One of my client is trying to create an external Hive table in HDP from CSV files, (about 30 files, total of 2.5 TeraBytes)
But the files are formatted as: “Little-endian, UTF-16 Unicode text, with CRLF, CR line terminators”. Here are couple of issues
Is there an easy way to convert CSV/TXT files from Unicode (UTF-16 / UCS-2) to ASCII (UTF-8)?
Is there is a way for Hive to recognize this format?
He tried to use iconv to convert the utf-16 format to ascii format but it but it fails when source file is more than 15 GB file.
iconv -c -f utf-16 -t us-ascii
Here are some solution options i received from Ryan Merriman, Benjamin Leonhardi & Peter Coates
You can use split –l to break the bigger file into small one while using iconv
I suppose it would be a good idea to write a little program using icu if iconv fails.
You can try to do it in Java. Here’s one example:
You can try using File(Input|Output)Stream and String classes.

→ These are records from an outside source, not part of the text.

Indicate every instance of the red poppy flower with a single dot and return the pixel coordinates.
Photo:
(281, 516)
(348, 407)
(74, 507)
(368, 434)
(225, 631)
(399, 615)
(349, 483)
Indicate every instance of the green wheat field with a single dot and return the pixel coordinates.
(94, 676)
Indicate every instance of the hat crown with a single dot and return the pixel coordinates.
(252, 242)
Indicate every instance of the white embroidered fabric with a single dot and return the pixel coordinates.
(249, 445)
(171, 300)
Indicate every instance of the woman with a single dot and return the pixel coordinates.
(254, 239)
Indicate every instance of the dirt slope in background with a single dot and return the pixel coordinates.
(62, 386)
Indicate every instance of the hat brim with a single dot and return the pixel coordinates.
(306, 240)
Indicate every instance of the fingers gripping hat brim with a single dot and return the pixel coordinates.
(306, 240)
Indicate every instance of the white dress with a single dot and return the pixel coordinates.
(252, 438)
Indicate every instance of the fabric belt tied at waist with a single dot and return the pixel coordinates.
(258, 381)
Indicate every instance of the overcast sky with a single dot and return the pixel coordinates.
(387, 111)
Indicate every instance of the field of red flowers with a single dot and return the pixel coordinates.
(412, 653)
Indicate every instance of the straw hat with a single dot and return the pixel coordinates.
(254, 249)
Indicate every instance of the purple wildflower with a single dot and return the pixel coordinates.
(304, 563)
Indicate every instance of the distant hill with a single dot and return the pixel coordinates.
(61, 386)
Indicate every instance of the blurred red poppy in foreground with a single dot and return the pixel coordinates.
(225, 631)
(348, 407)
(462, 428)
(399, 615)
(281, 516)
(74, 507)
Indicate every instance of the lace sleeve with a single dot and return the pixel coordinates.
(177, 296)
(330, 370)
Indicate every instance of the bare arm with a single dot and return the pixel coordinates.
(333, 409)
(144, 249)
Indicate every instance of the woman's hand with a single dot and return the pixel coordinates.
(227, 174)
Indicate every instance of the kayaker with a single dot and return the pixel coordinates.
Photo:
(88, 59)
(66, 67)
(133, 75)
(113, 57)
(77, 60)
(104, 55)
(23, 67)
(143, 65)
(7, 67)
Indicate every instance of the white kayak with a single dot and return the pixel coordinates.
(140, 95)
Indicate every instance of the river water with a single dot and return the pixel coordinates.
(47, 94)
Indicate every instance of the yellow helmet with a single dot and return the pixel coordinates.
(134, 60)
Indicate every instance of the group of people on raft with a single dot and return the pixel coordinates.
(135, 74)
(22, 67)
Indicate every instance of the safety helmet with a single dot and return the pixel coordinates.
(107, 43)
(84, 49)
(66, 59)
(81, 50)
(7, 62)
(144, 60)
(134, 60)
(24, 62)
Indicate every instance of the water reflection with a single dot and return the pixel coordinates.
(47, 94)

You can specify character encoding when reading (converting byte to String):
String s = String(byte bytes, Charset charset)
And when writing it back out (String to byte):
This approach should solve your size limit problem.
View solution in original post
I used NiFi's ConvertCharacterSet to change from UTF-16LE to UTF-8, it's a great and straightforward option if you're using it 🙂
Hi, where i can find the character set values that are accepted by ConvertCharacterSet processor?
Also what component can i use to load CSV file and to dump results into the converted CSV file?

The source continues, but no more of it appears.